Ладно, подождем, хотя какое свинство – парить ее, как мясо на сковородке! Наконец он отложил перо, поднял голову и долго пристально смотрел Ирине в лицо. Потом сказал:
– Я должен сообщить вам неприятную вещь.
Ирина напряглась. Ну давай, говори, что там еще?
– Дело в том, гражданка Сажина, что ваш муж, подследственный Сажин Аркадий Павлович, скоропостижно скончался вчера в камере следственного изолятора от остановки сердца.
– Как это? – тупо спросила Ирина.
– У него была аневризма сердечной аорты. Вы знали об этом?
– Нет. Он никогда не лечился.
– Вам известно, что такое аневризма?
– Да.
– Ну вот видите. Вы сами сказали, что Сажин – человек эмоциональный, нервный. Видимо, перенервничал, и произошел разрыв аневризмы. Мгновенная смерть.
– И как же теперь? – едва шевеля губами, спросила Ирина.
– Мы справлялись в том городе, который он указал. Действительно, два года назад по указанному Сажиным адресу произошло вскрытие сейфа и грабеж, было возбуждено уголовное дело. Однако в прошлом году потерпевший вместе с семьей погиб в автокатастрофе. Так что получается, потерпевшего нет, подозреваемого нет, денег нет. Мы закрываем дело, тем более что по месту происшествия оно давно закрыто.
– И что мне делать?
– Идите в канцелярию, получите документы, вам скажут, когда можно получить тело. Соболезную, – счел он нужным добавить…
Ирина лежала на кровати на спине, в полумраке спальни, разглядывала беспорядок у Аркашиного места работы и множество картин, прислоненных к стенам. Как их много! А выставлена только небольшая часть. Надо постараться продать кое-что и организовать новую выставку. И портрет «Проснувшаяся женщина» обязательно поставить на самом видном месте. И еще поторопить Кусочкова с Москвой, что-то он все тянет. И чтобы опубликовали объявление о смерти Сажина, например, в журнале «Петербургский живописец». И некролог. Попросить у Гены – может, по телевидению в «Новостях» объявят. Возможно, теперь все будет проще, ведь речь пойдет о безвременно ушедшем художнике.

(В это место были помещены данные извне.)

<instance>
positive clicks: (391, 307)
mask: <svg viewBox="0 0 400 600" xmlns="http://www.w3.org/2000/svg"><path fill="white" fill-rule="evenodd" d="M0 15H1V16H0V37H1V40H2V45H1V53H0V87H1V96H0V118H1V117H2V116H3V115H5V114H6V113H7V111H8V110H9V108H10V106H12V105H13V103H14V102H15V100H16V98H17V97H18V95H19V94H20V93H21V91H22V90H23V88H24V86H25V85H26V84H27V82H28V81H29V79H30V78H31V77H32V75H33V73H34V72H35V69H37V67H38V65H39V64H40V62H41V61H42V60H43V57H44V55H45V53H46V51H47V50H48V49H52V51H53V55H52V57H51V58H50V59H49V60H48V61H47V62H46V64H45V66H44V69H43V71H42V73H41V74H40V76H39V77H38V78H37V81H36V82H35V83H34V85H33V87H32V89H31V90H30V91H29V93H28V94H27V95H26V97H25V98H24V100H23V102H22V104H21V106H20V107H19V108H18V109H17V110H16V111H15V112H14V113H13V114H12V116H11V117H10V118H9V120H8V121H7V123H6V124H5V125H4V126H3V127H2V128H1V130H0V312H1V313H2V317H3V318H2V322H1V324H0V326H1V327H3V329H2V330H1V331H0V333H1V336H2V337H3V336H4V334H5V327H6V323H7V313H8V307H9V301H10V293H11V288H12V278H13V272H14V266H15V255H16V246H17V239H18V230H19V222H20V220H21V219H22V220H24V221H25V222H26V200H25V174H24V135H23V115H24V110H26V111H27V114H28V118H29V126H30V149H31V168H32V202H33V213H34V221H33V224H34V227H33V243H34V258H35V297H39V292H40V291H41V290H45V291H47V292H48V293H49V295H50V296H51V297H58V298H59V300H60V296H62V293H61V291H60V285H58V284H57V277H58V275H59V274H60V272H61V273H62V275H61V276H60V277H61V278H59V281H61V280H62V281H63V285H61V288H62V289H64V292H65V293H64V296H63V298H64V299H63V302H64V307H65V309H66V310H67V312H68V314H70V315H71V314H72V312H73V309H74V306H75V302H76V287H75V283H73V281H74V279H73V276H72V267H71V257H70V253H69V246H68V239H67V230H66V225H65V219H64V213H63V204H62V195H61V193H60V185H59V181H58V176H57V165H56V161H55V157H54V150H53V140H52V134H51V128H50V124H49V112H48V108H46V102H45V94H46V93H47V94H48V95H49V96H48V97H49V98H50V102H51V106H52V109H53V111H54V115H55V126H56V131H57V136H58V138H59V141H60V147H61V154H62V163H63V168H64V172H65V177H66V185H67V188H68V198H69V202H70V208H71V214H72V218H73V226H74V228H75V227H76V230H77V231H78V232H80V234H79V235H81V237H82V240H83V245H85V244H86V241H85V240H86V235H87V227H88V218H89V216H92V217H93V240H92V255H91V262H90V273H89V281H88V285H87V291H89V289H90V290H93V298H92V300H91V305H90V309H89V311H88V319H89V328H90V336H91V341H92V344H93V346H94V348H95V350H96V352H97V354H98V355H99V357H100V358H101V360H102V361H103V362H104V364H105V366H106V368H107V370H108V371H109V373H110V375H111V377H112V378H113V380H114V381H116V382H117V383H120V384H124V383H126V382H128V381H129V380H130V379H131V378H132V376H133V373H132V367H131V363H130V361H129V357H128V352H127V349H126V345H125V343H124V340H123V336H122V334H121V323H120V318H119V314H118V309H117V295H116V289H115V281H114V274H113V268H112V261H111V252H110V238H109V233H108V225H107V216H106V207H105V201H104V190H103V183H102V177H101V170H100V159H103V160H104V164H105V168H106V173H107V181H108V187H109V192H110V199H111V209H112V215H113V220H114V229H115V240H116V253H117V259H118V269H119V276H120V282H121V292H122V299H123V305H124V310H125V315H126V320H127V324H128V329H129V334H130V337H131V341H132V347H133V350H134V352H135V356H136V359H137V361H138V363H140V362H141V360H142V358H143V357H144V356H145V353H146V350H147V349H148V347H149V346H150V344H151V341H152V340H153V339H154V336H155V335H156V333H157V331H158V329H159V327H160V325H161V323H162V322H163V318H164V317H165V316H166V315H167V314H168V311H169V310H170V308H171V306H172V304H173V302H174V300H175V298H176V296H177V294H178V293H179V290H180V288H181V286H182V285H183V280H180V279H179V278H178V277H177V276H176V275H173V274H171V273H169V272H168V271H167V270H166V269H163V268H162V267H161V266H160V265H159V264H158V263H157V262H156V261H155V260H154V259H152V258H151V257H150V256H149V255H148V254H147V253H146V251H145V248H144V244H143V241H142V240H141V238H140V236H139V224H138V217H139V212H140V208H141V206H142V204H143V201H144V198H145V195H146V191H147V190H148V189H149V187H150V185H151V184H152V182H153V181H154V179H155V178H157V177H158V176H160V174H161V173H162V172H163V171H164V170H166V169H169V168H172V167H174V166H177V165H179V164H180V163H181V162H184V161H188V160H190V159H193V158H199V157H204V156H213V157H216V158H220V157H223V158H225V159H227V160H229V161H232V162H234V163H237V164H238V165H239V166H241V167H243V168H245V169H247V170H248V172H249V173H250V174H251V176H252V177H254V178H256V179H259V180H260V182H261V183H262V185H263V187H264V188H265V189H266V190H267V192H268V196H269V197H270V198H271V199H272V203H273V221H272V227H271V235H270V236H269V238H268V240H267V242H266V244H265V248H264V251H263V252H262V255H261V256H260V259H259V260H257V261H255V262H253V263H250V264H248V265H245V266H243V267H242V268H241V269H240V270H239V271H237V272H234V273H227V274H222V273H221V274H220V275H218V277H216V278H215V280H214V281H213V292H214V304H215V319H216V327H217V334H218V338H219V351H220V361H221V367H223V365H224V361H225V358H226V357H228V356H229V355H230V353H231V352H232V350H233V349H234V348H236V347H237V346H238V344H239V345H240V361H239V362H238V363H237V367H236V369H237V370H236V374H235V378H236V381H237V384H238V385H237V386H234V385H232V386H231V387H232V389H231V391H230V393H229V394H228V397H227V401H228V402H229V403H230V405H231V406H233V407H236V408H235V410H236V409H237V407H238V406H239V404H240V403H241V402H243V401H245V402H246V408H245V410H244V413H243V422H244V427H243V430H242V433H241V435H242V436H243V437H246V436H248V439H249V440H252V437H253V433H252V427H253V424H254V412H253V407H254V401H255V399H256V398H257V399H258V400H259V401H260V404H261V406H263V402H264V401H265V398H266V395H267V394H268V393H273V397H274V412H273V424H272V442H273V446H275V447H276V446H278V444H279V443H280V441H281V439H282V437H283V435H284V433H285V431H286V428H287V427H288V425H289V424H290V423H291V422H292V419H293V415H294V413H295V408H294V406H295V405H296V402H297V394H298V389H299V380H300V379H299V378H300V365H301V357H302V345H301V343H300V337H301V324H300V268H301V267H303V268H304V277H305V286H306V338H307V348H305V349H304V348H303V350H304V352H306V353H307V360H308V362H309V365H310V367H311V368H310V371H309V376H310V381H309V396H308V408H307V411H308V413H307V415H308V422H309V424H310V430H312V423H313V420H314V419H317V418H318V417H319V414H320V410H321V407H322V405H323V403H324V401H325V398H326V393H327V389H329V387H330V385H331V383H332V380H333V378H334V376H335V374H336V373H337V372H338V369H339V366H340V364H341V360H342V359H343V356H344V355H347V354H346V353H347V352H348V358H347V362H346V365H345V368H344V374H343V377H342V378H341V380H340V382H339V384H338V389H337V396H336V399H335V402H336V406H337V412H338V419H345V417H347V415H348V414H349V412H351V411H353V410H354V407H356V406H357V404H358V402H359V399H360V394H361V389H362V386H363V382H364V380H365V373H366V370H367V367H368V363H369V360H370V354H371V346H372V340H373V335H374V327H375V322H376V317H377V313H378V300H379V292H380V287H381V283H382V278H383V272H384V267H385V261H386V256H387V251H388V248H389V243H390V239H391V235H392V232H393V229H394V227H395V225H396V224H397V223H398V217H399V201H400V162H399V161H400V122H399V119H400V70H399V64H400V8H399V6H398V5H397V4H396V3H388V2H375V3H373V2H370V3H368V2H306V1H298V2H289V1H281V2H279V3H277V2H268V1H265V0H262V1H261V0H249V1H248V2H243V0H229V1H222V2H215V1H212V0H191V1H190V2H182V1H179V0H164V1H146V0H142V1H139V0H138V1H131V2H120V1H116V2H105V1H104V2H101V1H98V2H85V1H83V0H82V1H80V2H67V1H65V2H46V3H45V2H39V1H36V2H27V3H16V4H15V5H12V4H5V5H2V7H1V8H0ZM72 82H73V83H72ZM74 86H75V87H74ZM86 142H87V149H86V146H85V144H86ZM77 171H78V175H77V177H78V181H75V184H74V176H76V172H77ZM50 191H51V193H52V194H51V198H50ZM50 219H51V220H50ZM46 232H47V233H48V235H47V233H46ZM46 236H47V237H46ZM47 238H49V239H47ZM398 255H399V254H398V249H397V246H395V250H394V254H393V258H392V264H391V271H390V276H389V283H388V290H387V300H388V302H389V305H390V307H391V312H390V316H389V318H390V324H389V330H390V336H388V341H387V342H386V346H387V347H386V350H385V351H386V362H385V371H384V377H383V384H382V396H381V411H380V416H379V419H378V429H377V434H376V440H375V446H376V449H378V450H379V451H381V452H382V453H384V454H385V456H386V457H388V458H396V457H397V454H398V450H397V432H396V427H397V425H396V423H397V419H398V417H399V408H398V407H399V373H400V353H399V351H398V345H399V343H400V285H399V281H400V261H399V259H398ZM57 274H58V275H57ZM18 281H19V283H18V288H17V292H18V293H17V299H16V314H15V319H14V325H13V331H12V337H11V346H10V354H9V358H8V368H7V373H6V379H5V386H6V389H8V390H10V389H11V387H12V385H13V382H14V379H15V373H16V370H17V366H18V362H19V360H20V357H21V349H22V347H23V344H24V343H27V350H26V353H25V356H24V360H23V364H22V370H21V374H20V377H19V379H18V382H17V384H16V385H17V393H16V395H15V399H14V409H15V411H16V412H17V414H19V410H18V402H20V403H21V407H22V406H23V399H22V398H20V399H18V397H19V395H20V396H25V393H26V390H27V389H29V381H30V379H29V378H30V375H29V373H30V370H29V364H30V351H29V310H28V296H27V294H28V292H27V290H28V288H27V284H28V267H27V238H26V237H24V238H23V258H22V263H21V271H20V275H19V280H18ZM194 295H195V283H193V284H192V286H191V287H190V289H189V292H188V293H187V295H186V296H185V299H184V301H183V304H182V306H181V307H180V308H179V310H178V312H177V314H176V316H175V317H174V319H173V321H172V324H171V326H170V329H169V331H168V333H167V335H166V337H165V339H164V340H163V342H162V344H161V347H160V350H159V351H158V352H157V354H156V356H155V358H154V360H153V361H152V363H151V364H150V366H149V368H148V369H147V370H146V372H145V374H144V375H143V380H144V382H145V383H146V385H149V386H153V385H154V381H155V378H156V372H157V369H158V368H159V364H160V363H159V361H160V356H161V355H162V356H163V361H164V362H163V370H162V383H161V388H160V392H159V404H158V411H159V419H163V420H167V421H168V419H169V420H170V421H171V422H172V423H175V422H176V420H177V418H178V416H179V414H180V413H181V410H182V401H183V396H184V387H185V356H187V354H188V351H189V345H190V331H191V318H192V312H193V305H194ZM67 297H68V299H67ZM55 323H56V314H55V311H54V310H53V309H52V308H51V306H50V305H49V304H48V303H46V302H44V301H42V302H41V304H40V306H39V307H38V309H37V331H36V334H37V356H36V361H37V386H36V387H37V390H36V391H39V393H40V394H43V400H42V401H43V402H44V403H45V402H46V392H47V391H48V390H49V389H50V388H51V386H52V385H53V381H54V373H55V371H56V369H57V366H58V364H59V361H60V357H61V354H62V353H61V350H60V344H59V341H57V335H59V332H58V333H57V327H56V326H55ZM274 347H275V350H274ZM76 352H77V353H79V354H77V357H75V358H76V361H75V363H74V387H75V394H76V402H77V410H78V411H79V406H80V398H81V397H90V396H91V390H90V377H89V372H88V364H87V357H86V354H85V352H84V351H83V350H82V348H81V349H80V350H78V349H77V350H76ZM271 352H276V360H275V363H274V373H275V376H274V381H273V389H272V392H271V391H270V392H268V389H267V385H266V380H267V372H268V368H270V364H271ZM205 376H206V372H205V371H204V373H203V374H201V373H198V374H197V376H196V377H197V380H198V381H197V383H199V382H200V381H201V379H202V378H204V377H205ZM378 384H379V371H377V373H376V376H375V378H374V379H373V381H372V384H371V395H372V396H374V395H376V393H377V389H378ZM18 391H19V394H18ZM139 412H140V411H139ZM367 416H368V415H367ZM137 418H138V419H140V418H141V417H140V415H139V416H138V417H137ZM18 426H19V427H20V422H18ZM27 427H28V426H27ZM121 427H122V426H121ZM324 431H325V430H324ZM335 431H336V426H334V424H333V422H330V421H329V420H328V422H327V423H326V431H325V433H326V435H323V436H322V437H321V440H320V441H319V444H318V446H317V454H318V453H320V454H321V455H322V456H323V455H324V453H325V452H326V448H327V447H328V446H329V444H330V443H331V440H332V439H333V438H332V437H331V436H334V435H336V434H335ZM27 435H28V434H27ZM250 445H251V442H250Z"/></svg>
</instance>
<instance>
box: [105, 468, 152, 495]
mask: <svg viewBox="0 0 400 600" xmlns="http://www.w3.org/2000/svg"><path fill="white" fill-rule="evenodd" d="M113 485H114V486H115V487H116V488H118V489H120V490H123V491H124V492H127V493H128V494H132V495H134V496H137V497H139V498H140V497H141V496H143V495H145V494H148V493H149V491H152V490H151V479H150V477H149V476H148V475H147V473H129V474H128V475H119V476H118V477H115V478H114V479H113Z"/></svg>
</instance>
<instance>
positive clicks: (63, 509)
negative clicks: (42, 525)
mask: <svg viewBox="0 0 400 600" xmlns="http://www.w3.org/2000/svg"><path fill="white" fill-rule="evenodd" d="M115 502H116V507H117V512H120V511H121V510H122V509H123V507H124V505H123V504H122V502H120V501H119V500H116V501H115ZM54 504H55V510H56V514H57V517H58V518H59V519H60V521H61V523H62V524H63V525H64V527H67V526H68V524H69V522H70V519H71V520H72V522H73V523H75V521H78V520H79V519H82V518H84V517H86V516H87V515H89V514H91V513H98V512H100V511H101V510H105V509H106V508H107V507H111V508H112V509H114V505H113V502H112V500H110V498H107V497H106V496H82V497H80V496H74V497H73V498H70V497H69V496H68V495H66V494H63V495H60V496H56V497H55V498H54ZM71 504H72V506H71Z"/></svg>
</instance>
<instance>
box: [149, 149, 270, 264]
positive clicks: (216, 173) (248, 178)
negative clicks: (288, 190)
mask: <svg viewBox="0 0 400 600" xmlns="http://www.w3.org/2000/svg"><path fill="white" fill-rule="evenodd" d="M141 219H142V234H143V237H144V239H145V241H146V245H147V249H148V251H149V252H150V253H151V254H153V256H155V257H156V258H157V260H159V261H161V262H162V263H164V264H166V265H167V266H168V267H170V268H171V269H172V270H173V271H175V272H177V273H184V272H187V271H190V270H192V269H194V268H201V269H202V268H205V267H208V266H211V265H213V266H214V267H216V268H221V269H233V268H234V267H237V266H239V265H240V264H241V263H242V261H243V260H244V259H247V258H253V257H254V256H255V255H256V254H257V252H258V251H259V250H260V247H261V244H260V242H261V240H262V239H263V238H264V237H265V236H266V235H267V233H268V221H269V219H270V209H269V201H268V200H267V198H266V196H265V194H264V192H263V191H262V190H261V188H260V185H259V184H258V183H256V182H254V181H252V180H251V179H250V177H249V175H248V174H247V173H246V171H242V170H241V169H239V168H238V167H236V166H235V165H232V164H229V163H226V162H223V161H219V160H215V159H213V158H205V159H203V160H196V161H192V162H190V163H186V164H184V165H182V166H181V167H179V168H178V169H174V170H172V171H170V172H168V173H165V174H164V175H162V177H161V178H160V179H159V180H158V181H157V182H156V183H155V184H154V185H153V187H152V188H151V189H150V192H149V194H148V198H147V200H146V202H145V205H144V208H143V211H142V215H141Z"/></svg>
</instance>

Она резко села на кровати, оглядела полутемную спальню и угол видной сквозь открытую дверь гостиной, и вдруг до нее дошло: ведь его нет здесь, и в той старой мастерской нет, и нигде нет, и никогда больше не будет. Никогда больше не будет ничего…
– Нет! – закричала она. – Это не я! Не я его убила! Не я!!! Не я…
Возможно, это действительно была не она, а совсем другая женщина.